23. An ionization sensing system according to any one of claims 19 to 22 wherein the sensing elements are provided so that the density of sensing elements is equivalent to at least 1000 per cm².

24. A method for sensing the presence of at least one analyte species using an ionization sensor having a substrate, at least one first electrode and at least one second electrode, the first electrode comprising an elongate nanostructure, elongate in at least one dimension, there being a gap between the first electrode and the second electrode, wherein the first electrode and the second electrode are both formed on the substrate, and wherein the nanostructure has a proximal end attached to the substrate and a free distal end, the method including the step of applying a potential difference between the first and second electrodes to ionize said species.

25. A method according to claim 24 wherein the electric field strength in the gap between the first and second electrode is at least 10⁵ Vm^'1.

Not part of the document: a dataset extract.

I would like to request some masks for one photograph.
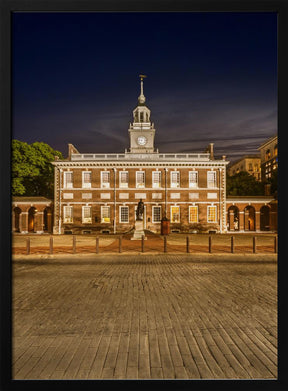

26. A method according to claim 24 wherein the electric field strength in the gap between the first and second electrode is at least 10⁶ Vm^"1.

27. A method for manufacturing an ionization sensor according to any one of claims 1 to 19, or for manufacturing an ionization sensing system according to any one of claims 20 to 23, including the step of forming the first electrode and the second electrode on the substrate by growing said nanostructure or nanostructures in situ.

28. A method according to claim 27 wherein the substrate includes an electrically conductive layer.

29. A method according to claim 28 wherein the substrate includes an electrically insulating layer formed over the electrically conductive layer.

30. A method according to claim 29 including the step of forming first and/or second electrode conductive leads on the insulating layer.

31. A method according to any one of claims 27 to 30 including the step of depositing a catalyst on the first and/or second electrode conductive leads, the catalyst being for promotion of growth of the nanostructure (s)

32. A method according to claim 29 including the step of patterning of the first and/or second electrode conductive leads and/or patterning the catalyst.